If you turned these three realms into a pie with three pieces, what would the pie look like? I ask because, without intentionality, what often happens is that you default into wrongly skewed proportions. For too many, the cycle of news and social media overwhelms the other two pieces of the pie. We see someone post a letter on FB and get really angry, or seethe over what POTUS tweets, or literally feel our blood pressure rise when we listen to parties blame each other for stalemates, or see a GDP shrinking in 'great depression' proportions.
So maybe you decide to pull yourself out of a funk by marching at the protest, or serving at the shelter, or whatever. You're going to shrink the "worry about the world" section of your pie by diving into activism. "We've got to do something," you say to yourself, but the problem is that you've maybe not considered whether the something you're doing is the something you're uniquely called to do. As a result, kingdom ethics rise and fall in waves as issues of the day gain notoriety and popularity, flaming like a comet, but flaming out like one too, when the next thing arises.

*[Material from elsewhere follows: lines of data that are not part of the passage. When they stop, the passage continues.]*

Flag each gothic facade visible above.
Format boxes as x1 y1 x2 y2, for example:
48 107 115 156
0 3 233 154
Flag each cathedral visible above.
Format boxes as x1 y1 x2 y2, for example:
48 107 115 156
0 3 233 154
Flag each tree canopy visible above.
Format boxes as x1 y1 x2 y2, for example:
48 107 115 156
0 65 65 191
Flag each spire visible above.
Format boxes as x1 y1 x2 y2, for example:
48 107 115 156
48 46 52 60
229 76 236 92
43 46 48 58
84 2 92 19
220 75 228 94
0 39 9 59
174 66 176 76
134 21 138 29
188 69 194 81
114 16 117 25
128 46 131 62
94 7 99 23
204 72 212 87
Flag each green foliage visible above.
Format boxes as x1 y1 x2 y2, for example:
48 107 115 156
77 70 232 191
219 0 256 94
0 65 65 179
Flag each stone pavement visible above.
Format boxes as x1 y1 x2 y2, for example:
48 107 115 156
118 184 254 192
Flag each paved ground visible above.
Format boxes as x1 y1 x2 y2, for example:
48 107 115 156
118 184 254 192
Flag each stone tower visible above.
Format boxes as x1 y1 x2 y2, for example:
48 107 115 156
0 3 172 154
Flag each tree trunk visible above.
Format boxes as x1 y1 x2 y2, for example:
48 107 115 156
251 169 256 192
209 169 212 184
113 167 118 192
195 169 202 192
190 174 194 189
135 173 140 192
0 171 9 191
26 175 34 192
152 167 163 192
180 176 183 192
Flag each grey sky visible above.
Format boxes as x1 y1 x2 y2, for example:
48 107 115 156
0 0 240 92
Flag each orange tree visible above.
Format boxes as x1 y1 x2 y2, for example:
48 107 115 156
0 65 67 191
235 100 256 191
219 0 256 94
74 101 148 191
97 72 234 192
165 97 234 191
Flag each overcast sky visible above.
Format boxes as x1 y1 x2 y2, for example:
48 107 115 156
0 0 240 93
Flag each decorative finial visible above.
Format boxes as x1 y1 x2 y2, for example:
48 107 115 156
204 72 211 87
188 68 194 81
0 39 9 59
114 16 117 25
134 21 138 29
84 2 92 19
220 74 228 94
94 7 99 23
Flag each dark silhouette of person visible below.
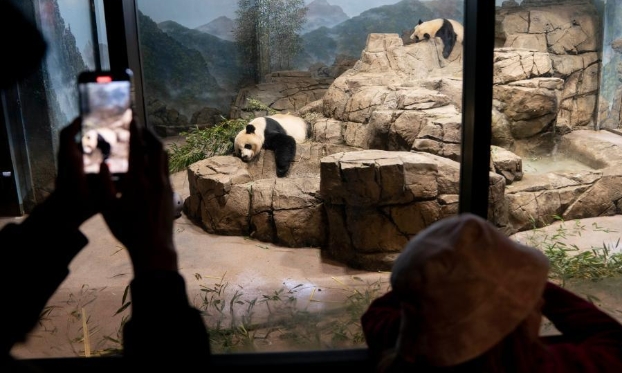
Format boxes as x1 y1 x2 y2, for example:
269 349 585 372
361 213 622 373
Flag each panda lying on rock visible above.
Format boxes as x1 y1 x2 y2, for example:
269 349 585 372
233 114 308 177
410 18 464 59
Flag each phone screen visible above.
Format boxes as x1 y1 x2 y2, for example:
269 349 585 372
78 72 133 179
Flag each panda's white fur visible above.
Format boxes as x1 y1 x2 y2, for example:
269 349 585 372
82 128 118 157
410 18 464 58
233 114 308 177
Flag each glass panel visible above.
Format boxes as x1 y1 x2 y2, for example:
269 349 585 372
137 0 468 353
492 0 622 334
34 0 95 153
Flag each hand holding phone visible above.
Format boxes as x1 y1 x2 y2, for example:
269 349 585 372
78 69 133 180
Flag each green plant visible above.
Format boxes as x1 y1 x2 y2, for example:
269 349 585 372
527 216 622 286
195 274 386 353
168 98 277 173
168 118 246 173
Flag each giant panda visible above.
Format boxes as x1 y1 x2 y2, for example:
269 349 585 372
233 114 308 177
410 18 464 59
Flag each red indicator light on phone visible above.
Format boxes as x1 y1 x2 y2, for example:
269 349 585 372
95 76 112 83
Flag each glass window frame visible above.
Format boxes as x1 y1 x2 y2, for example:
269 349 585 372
20 0 495 372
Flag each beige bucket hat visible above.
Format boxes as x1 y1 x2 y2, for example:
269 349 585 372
391 213 549 366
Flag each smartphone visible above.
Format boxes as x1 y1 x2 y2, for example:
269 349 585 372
78 69 133 181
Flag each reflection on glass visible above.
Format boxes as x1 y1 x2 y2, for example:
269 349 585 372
9 0 622 356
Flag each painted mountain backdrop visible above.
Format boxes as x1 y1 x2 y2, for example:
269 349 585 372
139 0 463 116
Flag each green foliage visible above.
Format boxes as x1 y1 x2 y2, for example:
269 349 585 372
195 274 387 353
526 216 622 286
168 97 278 173
168 119 247 173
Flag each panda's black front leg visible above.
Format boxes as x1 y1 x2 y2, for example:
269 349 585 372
266 134 296 177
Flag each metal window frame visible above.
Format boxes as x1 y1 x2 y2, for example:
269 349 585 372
20 0 496 373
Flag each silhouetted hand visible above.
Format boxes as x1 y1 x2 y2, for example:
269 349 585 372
26 117 107 229
101 120 178 275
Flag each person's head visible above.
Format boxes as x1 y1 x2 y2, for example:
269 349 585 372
391 214 549 367
0 0 47 90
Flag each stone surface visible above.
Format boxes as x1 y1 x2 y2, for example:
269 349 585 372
184 3 622 270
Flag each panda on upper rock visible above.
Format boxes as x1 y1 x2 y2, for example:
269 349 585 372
410 18 464 59
233 114 308 177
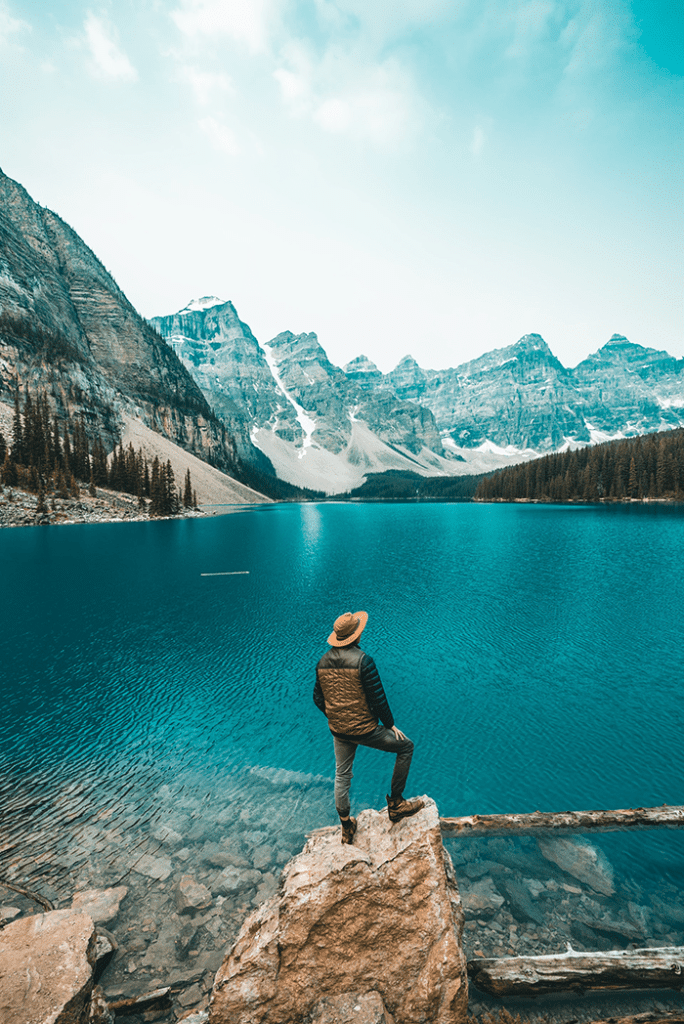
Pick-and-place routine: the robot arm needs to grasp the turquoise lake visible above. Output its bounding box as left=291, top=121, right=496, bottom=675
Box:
left=0, top=503, right=684, bottom=1007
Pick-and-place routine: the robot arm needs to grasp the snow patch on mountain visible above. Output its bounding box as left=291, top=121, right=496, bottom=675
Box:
left=260, top=342, right=319, bottom=456
left=178, top=295, right=226, bottom=316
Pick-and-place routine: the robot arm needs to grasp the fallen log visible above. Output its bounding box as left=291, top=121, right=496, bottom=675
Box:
left=468, top=946, right=684, bottom=995
left=439, top=804, right=684, bottom=836
left=581, top=1010, right=684, bottom=1024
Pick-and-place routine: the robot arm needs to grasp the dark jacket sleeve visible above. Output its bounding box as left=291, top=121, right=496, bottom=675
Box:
left=360, top=654, right=394, bottom=729
left=313, top=672, right=326, bottom=715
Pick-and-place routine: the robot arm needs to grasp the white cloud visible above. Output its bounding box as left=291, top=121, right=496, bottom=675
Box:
left=273, top=43, right=420, bottom=145
left=180, top=66, right=236, bottom=106
left=0, top=4, right=31, bottom=46
left=506, top=0, right=563, bottom=57
left=83, top=11, right=138, bottom=82
left=200, top=116, right=241, bottom=157
left=171, top=0, right=279, bottom=53
left=470, top=125, right=486, bottom=157
left=313, top=99, right=352, bottom=134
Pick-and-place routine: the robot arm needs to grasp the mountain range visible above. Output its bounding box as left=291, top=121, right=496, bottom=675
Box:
left=0, top=165, right=684, bottom=500
left=0, top=171, right=261, bottom=498
left=151, top=296, right=684, bottom=493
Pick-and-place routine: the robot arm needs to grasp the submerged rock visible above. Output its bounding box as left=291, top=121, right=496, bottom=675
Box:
left=0, top=910, right=95, bottom=1024
left=72, top=886, right=128, bottom=924
left=209, top=798, right=468, bottom=1024
left=537, top=838, right=615, bottom=896
left=461, top=878, right=505, bottom=921
left=176, top=874, right=212, bottom=913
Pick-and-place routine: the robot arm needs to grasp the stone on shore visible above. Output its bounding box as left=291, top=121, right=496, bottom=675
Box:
left=0, top=910, right=95, bottom=1024
left=72, top=886, right=128, bottom=925
left=209, top=798, right=468, bottom=1024
left=311, top=992, right=392, bottom=1024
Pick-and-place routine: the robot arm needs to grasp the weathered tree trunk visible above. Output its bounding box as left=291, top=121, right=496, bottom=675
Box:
left=439, top=804, right=684, bottom=836
left=468, top=946, right=684, bottom=995
left=581, top=1010, right=684, bottom=1024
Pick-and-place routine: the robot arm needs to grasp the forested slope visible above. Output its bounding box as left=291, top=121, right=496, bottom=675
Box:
left=475, top=429, right=684, bottom=502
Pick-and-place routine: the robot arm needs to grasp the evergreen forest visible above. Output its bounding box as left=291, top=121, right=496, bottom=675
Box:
left=474, top=429, right=684, bottom=502
left=331, top=469, right=484, bottom=502
left=0, top=391, right=197, bottom=516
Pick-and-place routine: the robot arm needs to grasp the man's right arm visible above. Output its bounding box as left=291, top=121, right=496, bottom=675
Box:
left=313, top=672, right=326, bottom=715
left=360, top=654, right=394, bottom=729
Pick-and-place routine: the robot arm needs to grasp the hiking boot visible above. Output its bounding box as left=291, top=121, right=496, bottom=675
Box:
left=340, top=818, right=356, bottom=846
left=387, top=797, right=425, bottom=821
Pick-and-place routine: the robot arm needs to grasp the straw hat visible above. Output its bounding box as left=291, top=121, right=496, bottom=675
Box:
left=328, top=611, right=369, bottom=647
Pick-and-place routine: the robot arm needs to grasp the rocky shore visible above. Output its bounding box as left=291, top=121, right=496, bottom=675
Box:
left=0, top=769, right=684, bottom=1024
left=0, top=487, right=206, bottom=528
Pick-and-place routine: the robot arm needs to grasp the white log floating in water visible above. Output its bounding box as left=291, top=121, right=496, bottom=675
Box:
left=439, top=804, right=684, bottom=836
left=468, top=946, right=684, bottom=995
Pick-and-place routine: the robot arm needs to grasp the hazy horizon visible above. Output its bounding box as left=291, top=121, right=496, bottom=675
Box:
left=0, top=0, right=684, bottom=372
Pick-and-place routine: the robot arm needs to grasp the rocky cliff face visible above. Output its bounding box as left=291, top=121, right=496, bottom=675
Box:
left=153, top=284, right=684, bottom=493
left=0, top=172, right=240, bottom=470
left=209, top=799, right=468, bottom=1024
left=571, top=334, right=684, bottom=435
left=152, top=297, right=451, bottom=492
left=376, top=334, right=684, bottom=454
left=151, top=296, right=279, bottom=472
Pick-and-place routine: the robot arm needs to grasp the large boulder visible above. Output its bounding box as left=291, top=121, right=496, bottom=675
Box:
left=0, top=910, right=96, bottom=1024
left=537, top=836, right=615, bottom=896
left=209, top=798, right=468, bottom=1024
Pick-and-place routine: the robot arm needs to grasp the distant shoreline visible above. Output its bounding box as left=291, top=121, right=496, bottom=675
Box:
left=0, top=487, right=270, bottom=529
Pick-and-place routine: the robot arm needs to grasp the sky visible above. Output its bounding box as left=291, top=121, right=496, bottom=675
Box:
left=0, top=0, right=684, bottom=372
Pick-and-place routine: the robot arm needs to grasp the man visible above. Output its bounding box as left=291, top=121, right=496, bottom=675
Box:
left=313, top=611, right=424, bottom=844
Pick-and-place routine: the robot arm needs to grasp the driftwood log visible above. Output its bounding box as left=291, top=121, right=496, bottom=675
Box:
left=439, top=804, right=684, bottom=836
left=468, top=946, right=684, bottom=995
left=581, top=1010, right=684, bottom=1024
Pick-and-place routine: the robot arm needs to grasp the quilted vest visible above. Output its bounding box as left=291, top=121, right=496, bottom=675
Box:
left=316, top=645, right=378, bottom=736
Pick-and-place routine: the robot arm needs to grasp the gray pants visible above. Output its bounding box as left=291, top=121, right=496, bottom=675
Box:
left=333, top=724, right=414, bottom=818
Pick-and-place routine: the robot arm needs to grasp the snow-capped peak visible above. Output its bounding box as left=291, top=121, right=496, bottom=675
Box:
left=180, top=295, right=225, bottom=313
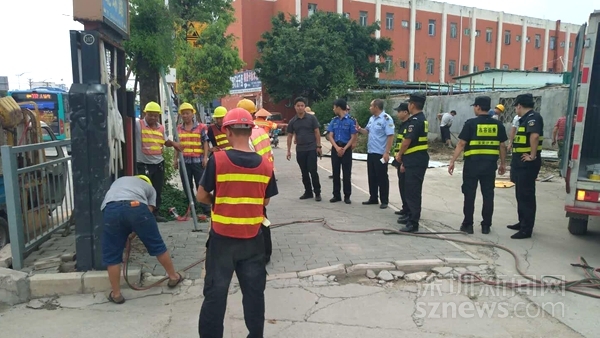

Ecclesiastes is helpful here. Remember that "there's nothing new under the sun." Political corruption, oppression and censure of women, poverty and hunger, nations rising and falling, wars driven by arrogance and greed, racism, human trafficking -- it's all happened before, and yes even after the next step forward, will happen again. I don't say that to depress you, but rather to note that you won't score the touchdown - you won't bring the kingdom of God into full expression. You'll likely die without seeing the fulfillment of promise, just as everyone who came before you died. If it's perfection or nothing, you'll get nothing every time. History is a marathon, and if this history of our species is 26.2 miles, we carry the torch for a few feet - each of us. Let's get over ourselves.
Still, we carry the torch. And if we're going to rightly use our "one precious life" as Mary Oliver calls it, we need to be doing THE thing(s) we're made to do and to be doing them out from the supernatural power source that is Christ. For that to happen, we need to essentially, and counterintuitively, do a major overhaul of our proportions.
3. Proportion and Power comes through intentionality, prayer, and practice.
Somehow, both the world and religious institutions have hijacked the "simplicity and purity of devotion to Christ" so that we find ourselves angry, combative, anxious, stressed, and frustrated. By the way, none of those states of being are called 'the fruits of the spirit' in the Bible.
So you need to invest some time in the things that matter. Take sabbath, holy reading, meditation, a good night's sleep, and even keeping your room decently uncluttered, seriously. Out from such habits, slowly over time, next steps, kingdom steps, will arise. They'll be your steps, not steps dictated by cultural anger and the issue of the day. You'll be purposeful, and as a result, both less anxious and more fruitful. Your time in making God's good reign visible will be bigger, and more effective, because it will come out from intimacy, and humility, and worship. And it will be good.
Take a minute today and draw your pie. If you're really courageous, share it in the comments section, and maybe a step you're taking to correct it.